Dear Treasure Data customers,
This is the postmortem for Hive performance degradation problem happened at Nov 12, 2014.
From 2:30pm and 5:00pm PST Nov 12 2014, Hive query optimization called 'time index pushdown' didn't work correctly. time index pushdown is the optimization technique where the query scans only the required time range, to avoid extra I/O requests. This is usually achieved via TDTIMERANGE UDF.
Because of this issue, the queries were always scanning the entire table. This caused the severe performance degradation, especially for the queries which access humongous tables.
This problem didn't impact on data import, and also Presto engine.
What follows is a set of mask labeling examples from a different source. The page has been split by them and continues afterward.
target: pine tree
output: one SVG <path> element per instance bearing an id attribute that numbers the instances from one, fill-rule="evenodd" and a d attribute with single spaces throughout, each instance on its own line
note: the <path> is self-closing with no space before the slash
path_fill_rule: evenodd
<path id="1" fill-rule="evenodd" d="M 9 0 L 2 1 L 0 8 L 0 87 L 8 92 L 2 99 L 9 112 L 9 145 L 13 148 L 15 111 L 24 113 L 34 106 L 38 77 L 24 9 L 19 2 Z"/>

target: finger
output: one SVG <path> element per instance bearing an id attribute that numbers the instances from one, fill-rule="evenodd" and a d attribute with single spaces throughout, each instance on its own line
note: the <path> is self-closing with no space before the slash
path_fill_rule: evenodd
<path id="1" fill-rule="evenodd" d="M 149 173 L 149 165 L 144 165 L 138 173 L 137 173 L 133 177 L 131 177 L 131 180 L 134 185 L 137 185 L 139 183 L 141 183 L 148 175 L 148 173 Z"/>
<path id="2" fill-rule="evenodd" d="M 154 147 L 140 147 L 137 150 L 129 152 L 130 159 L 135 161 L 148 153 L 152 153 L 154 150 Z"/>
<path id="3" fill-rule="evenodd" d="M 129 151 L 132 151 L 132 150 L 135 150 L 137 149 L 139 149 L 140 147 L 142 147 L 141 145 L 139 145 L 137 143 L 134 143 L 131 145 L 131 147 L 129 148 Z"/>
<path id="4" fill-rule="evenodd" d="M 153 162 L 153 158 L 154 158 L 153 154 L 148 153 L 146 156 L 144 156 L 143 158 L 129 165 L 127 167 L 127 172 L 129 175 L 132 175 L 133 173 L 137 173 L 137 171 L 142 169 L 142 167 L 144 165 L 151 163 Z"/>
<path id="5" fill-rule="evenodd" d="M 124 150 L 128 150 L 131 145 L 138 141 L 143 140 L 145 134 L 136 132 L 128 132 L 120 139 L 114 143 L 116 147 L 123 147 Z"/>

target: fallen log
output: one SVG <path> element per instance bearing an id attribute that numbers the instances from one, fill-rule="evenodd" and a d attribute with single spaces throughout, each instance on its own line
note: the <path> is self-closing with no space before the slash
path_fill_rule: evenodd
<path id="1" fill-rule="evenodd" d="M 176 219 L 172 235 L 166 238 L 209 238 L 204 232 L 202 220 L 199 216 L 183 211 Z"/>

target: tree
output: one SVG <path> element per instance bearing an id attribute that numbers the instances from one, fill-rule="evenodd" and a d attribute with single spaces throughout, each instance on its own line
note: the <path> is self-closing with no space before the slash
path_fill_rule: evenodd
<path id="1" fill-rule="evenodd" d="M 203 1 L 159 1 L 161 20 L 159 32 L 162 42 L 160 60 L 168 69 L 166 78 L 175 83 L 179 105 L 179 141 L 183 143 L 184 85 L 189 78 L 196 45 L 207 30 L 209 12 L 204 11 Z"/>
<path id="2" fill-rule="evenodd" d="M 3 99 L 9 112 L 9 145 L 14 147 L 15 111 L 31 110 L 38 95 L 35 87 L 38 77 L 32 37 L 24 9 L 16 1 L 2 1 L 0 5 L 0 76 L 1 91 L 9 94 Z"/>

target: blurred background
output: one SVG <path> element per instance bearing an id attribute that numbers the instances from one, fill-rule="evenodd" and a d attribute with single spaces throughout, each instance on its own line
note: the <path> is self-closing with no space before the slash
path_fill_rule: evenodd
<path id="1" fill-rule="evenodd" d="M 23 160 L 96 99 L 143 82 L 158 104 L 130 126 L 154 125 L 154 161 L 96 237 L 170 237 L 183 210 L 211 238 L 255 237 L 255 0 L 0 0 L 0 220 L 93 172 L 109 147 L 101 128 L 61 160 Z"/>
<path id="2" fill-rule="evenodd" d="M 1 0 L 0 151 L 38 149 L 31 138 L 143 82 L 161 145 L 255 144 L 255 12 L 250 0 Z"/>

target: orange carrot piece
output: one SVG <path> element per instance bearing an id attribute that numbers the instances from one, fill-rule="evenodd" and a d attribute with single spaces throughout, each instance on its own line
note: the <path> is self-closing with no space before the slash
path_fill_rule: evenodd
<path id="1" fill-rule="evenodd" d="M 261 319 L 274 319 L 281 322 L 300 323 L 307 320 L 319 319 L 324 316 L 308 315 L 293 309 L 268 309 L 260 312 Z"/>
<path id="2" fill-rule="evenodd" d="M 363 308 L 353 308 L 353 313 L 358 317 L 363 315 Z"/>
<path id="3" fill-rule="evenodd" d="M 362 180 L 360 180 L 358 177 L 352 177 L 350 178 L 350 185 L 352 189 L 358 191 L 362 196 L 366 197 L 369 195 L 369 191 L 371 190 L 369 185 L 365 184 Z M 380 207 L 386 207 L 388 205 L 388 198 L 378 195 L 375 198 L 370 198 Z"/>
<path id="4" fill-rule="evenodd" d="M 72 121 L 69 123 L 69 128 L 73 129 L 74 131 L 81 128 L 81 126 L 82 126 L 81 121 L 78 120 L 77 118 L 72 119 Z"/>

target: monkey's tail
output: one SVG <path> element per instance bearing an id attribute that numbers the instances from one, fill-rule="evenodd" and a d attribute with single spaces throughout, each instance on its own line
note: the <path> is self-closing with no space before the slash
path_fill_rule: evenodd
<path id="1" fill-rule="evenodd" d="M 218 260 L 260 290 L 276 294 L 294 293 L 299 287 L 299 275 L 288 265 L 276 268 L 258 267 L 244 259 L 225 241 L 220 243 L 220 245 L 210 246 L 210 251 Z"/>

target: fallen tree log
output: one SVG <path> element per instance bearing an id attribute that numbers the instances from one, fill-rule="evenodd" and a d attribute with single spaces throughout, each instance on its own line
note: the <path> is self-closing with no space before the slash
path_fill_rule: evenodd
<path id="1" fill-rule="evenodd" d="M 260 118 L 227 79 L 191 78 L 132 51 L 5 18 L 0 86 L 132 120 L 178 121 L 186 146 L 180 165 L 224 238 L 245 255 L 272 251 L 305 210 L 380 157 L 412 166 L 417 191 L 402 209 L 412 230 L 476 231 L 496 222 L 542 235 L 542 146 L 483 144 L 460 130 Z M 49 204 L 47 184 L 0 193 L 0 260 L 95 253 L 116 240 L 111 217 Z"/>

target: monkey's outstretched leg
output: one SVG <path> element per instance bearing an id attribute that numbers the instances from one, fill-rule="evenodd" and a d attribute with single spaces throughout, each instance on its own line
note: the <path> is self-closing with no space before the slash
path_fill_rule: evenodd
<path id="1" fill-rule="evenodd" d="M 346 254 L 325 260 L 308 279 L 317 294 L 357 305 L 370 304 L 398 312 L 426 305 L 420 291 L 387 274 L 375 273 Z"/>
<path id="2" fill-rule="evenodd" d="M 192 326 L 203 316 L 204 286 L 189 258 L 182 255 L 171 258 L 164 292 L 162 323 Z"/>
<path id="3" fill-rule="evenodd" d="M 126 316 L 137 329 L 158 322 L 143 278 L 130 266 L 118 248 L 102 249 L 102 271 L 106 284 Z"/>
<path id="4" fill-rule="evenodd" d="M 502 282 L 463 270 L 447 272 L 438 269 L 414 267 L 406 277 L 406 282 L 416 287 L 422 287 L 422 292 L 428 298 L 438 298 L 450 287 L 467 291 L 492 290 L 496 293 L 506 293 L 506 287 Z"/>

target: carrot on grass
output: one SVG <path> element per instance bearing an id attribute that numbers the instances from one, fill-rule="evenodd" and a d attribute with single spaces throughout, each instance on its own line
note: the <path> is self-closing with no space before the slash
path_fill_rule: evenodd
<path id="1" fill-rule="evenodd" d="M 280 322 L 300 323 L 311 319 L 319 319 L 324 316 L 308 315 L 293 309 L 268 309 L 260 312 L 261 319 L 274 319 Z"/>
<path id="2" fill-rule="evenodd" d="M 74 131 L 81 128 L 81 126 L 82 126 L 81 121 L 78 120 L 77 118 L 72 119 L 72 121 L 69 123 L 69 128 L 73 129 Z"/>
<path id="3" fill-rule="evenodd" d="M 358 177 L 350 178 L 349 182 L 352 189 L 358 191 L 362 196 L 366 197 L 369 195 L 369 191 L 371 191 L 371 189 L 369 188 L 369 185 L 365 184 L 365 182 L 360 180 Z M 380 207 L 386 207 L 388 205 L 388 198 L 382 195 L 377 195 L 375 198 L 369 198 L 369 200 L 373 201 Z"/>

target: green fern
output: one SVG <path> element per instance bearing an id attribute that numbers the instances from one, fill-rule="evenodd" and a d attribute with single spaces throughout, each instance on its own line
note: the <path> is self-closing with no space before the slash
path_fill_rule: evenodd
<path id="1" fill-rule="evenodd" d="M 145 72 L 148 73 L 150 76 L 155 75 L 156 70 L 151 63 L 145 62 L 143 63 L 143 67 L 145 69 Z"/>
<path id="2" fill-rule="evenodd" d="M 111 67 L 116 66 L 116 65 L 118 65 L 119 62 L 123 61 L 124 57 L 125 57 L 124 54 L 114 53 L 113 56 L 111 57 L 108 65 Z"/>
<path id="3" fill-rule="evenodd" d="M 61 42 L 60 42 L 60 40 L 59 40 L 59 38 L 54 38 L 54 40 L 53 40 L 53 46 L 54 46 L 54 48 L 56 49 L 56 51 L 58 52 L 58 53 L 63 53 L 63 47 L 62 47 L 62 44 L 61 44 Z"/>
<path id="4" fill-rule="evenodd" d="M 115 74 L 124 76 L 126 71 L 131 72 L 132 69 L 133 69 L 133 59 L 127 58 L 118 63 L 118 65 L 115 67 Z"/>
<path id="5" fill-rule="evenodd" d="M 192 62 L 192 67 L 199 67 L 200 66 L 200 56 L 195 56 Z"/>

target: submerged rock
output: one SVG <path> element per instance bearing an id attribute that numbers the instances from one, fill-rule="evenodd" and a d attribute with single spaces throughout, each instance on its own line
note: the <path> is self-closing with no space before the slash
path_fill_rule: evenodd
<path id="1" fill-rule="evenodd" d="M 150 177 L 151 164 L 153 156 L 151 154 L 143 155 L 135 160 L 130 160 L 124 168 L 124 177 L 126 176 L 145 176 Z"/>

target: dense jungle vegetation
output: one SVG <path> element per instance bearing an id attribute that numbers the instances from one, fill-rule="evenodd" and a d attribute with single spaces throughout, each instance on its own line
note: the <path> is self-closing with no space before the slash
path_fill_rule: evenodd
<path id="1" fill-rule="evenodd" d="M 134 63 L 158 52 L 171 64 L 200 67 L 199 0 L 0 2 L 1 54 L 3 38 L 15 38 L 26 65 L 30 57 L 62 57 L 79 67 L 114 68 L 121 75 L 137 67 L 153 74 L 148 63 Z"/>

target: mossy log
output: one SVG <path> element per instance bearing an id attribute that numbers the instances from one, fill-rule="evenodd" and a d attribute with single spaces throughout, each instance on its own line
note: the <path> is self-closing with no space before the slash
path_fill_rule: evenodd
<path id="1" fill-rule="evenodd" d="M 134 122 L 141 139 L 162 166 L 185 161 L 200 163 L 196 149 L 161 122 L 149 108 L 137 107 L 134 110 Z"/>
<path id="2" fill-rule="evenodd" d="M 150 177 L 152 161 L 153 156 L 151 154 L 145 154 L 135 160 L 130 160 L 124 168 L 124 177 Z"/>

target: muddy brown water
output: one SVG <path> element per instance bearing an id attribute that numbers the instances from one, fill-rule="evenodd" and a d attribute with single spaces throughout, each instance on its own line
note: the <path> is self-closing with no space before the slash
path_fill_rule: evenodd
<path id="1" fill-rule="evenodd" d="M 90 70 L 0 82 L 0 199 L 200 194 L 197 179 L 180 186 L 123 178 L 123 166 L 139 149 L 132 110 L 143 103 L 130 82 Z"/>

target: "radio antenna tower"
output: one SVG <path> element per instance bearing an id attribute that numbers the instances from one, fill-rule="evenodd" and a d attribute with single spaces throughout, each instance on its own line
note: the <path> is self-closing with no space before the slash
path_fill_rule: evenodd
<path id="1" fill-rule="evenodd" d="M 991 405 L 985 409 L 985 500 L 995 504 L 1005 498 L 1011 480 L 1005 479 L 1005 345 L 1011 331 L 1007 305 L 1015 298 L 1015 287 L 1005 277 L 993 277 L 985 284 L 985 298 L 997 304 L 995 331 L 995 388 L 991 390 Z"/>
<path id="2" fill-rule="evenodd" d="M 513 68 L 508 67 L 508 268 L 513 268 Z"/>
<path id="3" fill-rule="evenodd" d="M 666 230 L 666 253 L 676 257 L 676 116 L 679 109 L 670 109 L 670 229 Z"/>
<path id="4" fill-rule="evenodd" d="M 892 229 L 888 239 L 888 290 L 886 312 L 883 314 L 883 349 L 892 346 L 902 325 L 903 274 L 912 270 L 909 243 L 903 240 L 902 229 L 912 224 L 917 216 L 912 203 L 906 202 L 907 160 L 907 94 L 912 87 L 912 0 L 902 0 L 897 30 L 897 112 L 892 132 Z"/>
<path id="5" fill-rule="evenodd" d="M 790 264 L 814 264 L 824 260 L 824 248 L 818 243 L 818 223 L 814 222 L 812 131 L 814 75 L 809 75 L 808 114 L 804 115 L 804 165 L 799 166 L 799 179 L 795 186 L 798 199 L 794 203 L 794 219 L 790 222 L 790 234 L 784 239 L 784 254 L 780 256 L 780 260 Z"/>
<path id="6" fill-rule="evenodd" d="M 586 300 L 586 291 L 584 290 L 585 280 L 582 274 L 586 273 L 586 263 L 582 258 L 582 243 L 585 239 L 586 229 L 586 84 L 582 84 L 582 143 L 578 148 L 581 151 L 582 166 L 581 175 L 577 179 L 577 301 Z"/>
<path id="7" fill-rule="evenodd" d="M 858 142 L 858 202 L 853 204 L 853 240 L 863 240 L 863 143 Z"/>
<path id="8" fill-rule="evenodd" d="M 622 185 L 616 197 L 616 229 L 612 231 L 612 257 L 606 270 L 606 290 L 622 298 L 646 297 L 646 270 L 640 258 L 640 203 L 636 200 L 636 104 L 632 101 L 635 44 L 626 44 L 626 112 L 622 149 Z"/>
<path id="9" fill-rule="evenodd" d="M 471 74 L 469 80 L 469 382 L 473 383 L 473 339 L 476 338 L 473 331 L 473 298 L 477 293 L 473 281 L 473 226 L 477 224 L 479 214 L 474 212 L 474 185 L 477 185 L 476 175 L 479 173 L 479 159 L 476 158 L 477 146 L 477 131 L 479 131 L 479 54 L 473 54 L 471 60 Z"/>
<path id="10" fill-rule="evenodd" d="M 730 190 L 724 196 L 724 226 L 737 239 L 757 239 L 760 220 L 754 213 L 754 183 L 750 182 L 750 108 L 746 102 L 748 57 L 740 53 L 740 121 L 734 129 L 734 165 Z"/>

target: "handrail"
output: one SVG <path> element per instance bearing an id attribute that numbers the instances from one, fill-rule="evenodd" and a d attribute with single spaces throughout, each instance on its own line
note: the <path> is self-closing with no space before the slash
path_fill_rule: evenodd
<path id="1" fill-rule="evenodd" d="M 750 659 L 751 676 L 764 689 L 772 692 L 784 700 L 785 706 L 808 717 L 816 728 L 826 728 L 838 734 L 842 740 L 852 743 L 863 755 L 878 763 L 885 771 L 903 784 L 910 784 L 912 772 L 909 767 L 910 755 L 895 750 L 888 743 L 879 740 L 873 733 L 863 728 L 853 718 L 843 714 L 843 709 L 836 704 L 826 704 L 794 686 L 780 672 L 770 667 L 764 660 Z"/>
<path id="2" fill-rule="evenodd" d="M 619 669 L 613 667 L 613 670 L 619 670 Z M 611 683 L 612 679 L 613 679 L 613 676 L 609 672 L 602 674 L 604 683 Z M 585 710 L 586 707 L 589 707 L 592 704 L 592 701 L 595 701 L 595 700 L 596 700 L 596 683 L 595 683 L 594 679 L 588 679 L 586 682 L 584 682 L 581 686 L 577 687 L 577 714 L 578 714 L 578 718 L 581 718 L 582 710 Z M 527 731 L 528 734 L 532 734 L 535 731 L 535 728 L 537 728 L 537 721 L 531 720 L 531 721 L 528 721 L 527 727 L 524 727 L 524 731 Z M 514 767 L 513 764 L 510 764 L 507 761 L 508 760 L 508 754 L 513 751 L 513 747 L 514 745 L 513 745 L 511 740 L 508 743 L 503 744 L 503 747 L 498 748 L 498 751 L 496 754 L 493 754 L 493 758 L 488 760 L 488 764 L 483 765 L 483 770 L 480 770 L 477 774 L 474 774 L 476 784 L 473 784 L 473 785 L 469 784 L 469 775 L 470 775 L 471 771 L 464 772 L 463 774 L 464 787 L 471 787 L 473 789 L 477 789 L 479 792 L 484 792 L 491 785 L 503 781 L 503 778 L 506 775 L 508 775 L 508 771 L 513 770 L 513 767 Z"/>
Originally we tried to fix 'time index pushdown' related bugs, where it doesn't work for self-join queries. We have modified Hadoop Hive, and our internal middleware. We also confirmed it worked correctly in our staging environment, which continuously deploys our most recent codebase.
We're doing the weekly release, and Tuesday is the date to deploy changes. We have deployed the changes, but we forgot to deploy one associated changes to server configuration (more specifically, updating the Hadoop configuration file). This missing configuration eventually resulted into the problem above.
During that time period, we unfortunately couldn't figure out whether or not the query is too slow or the system is heavily loaded. Eventually one of our customers issued the support ticket, and we noticed the problem around 4:00pm PST.
This problem happened mainly because the mis-communication within engineering team, by not listing all the module to be deployed for the weekly release. We're currently working on having the 'pre-production' environment, to make sure the deployment process systematically.
Again, we want to apologize. We know how critical our services are to our customers' businesses. We will do everything we can to learn from this event and use it to drive improvement across our services.
Sincerely, The Treasure Data Team